Download files from Google Storage with Python script

Hi,

I have been trying to download files from a client’s Google cloud storage for a while but it keeps giving me a permission error. Using the same credentials I can down files with a python script. Doing 1 file at a time is not viable when there are over 200 files and there will be 200 more every week.

Is it possible to use the same python script (copied directly from the Google documentation and included below), or a similar one, in KNIME to loop through the list of files and download them to a local destination folder?

import os
from google.cloud import storage
os.environ["GOOGLE_APPLICATION_CREDENTIALS"] = r"D:\Users\<google_service_account.json>"

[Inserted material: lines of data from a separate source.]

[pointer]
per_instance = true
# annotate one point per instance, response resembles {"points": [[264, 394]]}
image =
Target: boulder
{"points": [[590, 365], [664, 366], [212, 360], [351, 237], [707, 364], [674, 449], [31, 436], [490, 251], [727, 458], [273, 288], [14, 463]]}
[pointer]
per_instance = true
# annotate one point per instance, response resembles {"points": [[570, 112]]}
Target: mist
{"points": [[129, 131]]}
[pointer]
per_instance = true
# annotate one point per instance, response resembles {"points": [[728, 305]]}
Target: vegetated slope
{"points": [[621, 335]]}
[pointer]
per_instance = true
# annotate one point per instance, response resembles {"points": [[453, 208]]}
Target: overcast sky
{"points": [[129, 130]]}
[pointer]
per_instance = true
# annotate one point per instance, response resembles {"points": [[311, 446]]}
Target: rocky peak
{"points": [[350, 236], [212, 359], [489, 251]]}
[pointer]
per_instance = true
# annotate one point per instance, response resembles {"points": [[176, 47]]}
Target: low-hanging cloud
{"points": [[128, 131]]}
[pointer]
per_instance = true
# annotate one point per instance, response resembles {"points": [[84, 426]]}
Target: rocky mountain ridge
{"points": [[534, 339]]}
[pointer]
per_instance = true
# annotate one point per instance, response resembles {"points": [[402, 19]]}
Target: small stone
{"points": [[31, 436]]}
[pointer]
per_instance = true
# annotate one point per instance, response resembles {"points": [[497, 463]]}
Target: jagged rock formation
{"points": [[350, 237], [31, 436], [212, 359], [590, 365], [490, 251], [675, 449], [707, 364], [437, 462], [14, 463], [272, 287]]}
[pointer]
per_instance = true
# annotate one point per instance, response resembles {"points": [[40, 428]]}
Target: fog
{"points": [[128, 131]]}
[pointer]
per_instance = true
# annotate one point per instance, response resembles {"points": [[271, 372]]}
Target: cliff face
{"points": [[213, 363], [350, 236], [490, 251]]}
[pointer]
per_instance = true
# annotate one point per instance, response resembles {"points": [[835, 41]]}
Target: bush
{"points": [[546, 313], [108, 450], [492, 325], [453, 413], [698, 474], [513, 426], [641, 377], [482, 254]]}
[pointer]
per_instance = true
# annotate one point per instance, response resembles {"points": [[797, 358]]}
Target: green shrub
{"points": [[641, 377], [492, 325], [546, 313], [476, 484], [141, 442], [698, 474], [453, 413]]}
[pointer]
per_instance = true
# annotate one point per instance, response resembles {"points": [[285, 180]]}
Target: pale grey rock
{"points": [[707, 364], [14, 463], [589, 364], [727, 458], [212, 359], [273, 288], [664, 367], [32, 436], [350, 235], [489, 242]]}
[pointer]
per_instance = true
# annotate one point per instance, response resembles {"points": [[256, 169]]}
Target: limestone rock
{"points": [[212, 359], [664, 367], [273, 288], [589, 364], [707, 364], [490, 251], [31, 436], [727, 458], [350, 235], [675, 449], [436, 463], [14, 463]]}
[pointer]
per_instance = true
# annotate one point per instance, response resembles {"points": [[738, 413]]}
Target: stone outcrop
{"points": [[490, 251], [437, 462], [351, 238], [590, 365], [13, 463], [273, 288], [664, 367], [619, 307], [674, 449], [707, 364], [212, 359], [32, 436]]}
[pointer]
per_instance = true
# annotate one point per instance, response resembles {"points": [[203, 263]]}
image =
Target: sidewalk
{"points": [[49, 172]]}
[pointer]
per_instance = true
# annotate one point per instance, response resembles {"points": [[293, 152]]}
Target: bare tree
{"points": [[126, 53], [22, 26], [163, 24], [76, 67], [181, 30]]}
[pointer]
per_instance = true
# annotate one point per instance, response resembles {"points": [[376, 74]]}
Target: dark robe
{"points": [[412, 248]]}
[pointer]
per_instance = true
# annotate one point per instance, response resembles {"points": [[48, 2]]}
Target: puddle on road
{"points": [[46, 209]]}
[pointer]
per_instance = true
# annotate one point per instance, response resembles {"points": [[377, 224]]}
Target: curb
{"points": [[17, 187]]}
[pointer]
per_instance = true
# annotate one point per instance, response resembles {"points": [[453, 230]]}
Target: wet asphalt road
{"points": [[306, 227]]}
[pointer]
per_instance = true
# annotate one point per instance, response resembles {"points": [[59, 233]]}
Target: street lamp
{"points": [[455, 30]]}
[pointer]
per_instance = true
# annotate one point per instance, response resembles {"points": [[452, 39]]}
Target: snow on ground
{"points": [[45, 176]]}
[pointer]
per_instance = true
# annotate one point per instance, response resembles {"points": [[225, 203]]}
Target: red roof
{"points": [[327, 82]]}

def download_blob(bucket_name, source_blob_name, destination_file_name):
    """Downloads a blob from the bucket."""
    # The ID of your GCS bucket
    # bucket_name = "your-bucket-name"

    # The ID of your GCS object
    # source_blob_name = "storage-object-name"

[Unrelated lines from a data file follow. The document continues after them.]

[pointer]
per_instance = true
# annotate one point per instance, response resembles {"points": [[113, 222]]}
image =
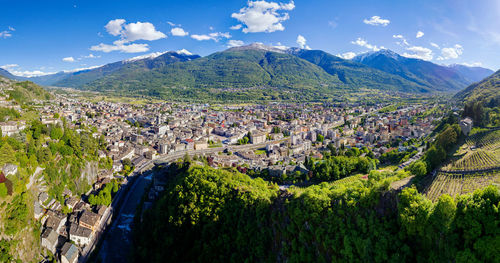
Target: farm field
{"points": [[455, 184], [480, 151]]}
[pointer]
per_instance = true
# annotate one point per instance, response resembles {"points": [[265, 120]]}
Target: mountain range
{"points": [[264, 71], [487, 91]]}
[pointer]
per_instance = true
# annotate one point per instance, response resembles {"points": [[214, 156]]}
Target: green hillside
{"points": [[23, 92], [214, 215], [424, 73], [122, 69], [357, 74], [248, 74], [486, 91]]}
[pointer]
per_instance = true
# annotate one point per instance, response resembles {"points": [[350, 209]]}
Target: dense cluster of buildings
{"points": [[276, 136]]}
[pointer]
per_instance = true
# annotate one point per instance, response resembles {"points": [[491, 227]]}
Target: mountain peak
{"points": [[385, 52]]}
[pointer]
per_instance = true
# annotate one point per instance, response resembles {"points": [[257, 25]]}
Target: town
{"points": [[277, 137]]}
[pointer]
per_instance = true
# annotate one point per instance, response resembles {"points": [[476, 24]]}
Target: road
{"points": [[233, 148], [412, 159], [118, 240]]}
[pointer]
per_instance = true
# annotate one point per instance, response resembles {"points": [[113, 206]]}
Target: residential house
{"points": [[69, 253]]}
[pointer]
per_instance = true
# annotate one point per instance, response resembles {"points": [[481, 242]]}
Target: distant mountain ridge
{"points": [[421, 72], [257, 66], [487, 91]]}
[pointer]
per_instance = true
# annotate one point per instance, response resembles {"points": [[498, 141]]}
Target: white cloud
{"points": [[236, 27], [216, 36], [361, 42], [376, 21], [91, 56], [451, 52], [235, 43], [403, 41], [14, 70], [435, 45], [117, 46], [184, 52], [419, 53], [262, 16], [115, 27], [472, 64], [333, 23], [347, 55], [129, 33], [29, 74], [141, 31], [5, 34], [9, 66], [280, 46], [69, 59], [178, 31], [80, 69], [302, 42], [150, 55]]}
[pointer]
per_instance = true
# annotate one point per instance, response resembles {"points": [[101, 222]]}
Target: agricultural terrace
{"points": [[480, 151], [459, 184]]}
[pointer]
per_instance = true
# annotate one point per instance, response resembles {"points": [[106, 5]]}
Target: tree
{"points": [[3, 190], [127, 162], [418, 168], [435, 156], [56, 133], [7, 154]]}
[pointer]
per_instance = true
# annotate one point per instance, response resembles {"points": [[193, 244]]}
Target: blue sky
{"points": [[39, 37]]}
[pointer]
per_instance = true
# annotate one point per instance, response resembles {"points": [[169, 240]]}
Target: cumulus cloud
{"points": [[9, 66], [236, 27], [91, 56], [115, 27], [129, 33], [216, 36], [262, 16], [376, 21], [472, 64], [16, 71], [301, 41], [347, 55], [435, 45], [451, 52], [235, 43], [402, 41], [363, 43], [419, 53], [69, 59], [7, 33], [117, 46], [179, 32], [280, 46]]}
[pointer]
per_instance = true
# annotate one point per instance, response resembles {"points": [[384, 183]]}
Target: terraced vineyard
{"points": [[454, 184], [489, 140], [479, 152], [475, 160]]}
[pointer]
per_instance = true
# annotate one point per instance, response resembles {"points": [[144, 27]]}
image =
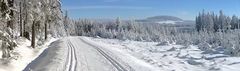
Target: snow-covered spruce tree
{"points": [[6, 9]]}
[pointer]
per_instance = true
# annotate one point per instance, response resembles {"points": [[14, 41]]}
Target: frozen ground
{"points": [[22, 55], [82, 54], [97, 54], [168, 57]]}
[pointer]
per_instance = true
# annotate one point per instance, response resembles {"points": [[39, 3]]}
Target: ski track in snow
{"points": [[71, 62], [80, 54], [115, 63]]}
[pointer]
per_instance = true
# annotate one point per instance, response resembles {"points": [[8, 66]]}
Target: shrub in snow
{"points": [[204, 46], [7, 44], [172, 49], [163, 43]]}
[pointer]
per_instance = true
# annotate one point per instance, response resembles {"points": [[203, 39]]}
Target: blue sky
{"points": [[139, 9]]}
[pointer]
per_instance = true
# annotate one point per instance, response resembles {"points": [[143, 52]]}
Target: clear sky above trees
{"points": [[128, 9]]}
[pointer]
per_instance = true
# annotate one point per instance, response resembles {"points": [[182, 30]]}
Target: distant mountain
{"points": [[164, 20]]}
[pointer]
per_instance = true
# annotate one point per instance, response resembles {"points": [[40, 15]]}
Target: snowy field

    # The path to which the file should be downloaded
    # destination_file_name = "local/path/to/file"

    storage_client = storage.Client()
    bucket = storage_client.bucket(bucket_name)

    # Construct a client side representation of a blob.
    # Note `Bucket.blob` differs from `Bucket.get_blob` as it doesn't retrieve
    # any content from Google Cloud Storage. As we don't need additional data,
    # using `Bucket.blob` is preferred here.
    blob = bucket.blob(source_blob_name)
    blob.download_to_filename(destination_file_name)

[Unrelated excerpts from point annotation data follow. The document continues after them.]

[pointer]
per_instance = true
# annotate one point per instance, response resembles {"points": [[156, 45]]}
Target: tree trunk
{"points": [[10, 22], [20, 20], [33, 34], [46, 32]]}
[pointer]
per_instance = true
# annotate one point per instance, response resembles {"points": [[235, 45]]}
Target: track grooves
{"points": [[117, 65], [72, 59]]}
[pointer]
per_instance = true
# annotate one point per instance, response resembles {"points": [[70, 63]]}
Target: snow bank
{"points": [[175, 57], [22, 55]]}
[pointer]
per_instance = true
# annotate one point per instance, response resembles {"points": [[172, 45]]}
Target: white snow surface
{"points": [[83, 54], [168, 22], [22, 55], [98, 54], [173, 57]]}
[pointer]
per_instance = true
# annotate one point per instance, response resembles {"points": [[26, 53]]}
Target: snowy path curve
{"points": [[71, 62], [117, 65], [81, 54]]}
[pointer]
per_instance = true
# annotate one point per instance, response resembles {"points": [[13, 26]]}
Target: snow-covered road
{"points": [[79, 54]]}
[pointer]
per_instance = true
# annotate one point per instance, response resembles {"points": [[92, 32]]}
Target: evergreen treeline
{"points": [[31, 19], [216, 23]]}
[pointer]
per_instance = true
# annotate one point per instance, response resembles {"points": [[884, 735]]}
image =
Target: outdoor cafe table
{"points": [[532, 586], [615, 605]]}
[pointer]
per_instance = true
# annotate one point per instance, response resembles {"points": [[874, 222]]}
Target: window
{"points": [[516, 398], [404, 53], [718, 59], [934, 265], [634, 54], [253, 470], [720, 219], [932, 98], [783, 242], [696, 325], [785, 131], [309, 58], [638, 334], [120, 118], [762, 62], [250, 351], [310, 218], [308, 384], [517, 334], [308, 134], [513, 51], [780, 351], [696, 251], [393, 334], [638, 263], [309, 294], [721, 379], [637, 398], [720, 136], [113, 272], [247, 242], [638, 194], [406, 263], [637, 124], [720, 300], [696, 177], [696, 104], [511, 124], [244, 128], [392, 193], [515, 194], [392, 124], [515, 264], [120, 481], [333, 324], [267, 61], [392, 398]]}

download_blob("project16","sensorlog/log20220301","d:/sensorlog/log20220301.csv")

I have a CSV file with columns that list the source blob, bucket, and destination file name.

source_blob_name,bucket_name,destination_file_name
project136,sensorlog/log20220301,d:/sensorlog/log20220301.csv
project136,sensorlog/log20220302,d:/sensorlog/log20220302.csv
project136,sensorlog/log20220303,d:/sensorlog/log20220303.csv
project136,sensorlog/log20220304,d:/sensorlog/log20220304.csv
project136,sensorlog/log20220305,d:/sensorlog/log20220305.csv

I would appreciate any suggestions.

Thanks,

tC/.

Hi @TigerCole -

I am probably missing some nuance to your task here, but what about using the dedicated Google nodes? I just set up a little example to move five CSVs from a shared test drive in Google to my local machine:

2022-03-16 10_55_08-KNIME Analytics Platform

No Python scripting required… but I realize it’s likely I’m over simplifying. Have you tried these nodes before?

1 Like

Hi @ScottF

Actually, it is just about that simple … ideally the flow should look something like this (the loop to fetch all the files might not be required?)

gcp_fetch

But, it isn’t. For some reason, the Google Cloud Storage Connector always fails with error:

“…does not have storage.buckets.list access to the Google Cloud project”

I am not sure why because I can connect and list the files because I can do it in a Jupyter Notebook. I don’t write code, but I managed to list and fetch files (1 at a time) with copy 'n paste code from the Google documentation but I want to do it Knime which is my primary workspace.

I thought it may be something I missed in the Google Authentication Node but I am sure that I have all the necessary Scopes included

GCPNode1

My options are to sort out why the storage connector is consistently erroring, or loop through the files with a python script.

tC/.

Not sue if I am too naive, but maybe you need these access rights?

Hi @mlauber71

I can connect to the storage, list the folders and the files, and download them (even if it is one at a time) in a Jupyter notebook, so I assume that I have the necessary rights.

I am sure that it is something quite simple, but I am sure that I have the rights.

tC/.

This topic was automatically closed 90 days after the last reply. New replies are no longer allowed.